In .NET 4.0, the general practice for obtaining a task was to call Task.Factory.StartNew(). In .NET 4.5, a simpler calling structure was provided in Task.Run(). Like Task.Run(), Task.Factory.StartNew() could be used14 to invoke CPU-intensive methods that require an additional thread to be created.
Given .NET 4.5, Task.Run() should be used by default unless it proves insufficient. For example, if you need to control the task with TaskCreationOptions, if you need to specify an alternative scheduler, or if, for performance reasons, you want to pass in object state, you should consider using Task.Factory.StartNew(). Only in rare cases, where you need to separate creation from scheduling, should constructor instantiation followed by a call to Start() be considered.
Listing 19.9 provides an example of using Task.Factory.StartNew().
The thread pool assumes that work items will be processor bound and relatively short-lived; it makes these assumptions to effectively throttle the number of threads created. This prevents both overallocation of expensive thread resources and oversubscription of processors that would lead to excessive context switching and time slicing.
But what if the developer knows that a task will be long-running and, therefore, will hold on to an underlying thread resource for a long time? In this case, the developer can notify the scheduler that the task is unlikely to complete its work anytime soon. This has two effects. First, it hints to the scheduler that perhaps a dedicated thread ought to be created specifically for this task rather than attempting to use a thread from the thread pool. Second, it hints to the scheduler that perhaps this would be a good time to allow more tasks to be scheduled than there are processors to handle them. This will cause more time slicing to happen, which is a good thing. We do not want one long-running task to hog an entire processor and prevent shorter-running tasks from using it. The short-running tasks will be able to use their time slices to finish a large percentage of their work, and the long-running task is unlikely to notice the relatively slight delays caused by sharing a processor with other tasks. To accomplish this, use the TaskCreationOptions.LongRunning option when calling StartNew(), as shown in Listing 19.10. (Task.Run() does not support a TaskCreationOptions parameter.)

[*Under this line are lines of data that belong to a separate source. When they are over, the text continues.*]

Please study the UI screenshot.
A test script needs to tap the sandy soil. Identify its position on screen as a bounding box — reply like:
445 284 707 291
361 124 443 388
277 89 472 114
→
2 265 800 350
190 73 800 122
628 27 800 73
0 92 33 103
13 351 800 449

Note that Task also supports IDisposable. This is necessary because Task may allocate a WaitHandle when waiting for it to complete; since WaitHandle supports IDisposable, Task also supports IDisposable in accordance with best practices. However, note that the preceding code samples do not include a Dispose() call, nor do they rely on such a call implicitly via the using statement. Instead, the listings rely on an automatic WaitHandle finalizer invocation when the program exits.
This approach leads to two notable results. First, the handles live longer and hence consume more resources than they ought to. Second, the garbage collector is slightly less efficient because finalized objects survive into the next generation. However, both of these concerns are inconsequential in the Task case unless an extraordinarily large number of tasks are being finalized. Therefore, even though technically speaking all code should be disposing of tasks, you needn’t bother to do so unless performance metrics require it and it’s easy—that is, if you’re certain that Tasks have completed and no other code is using them.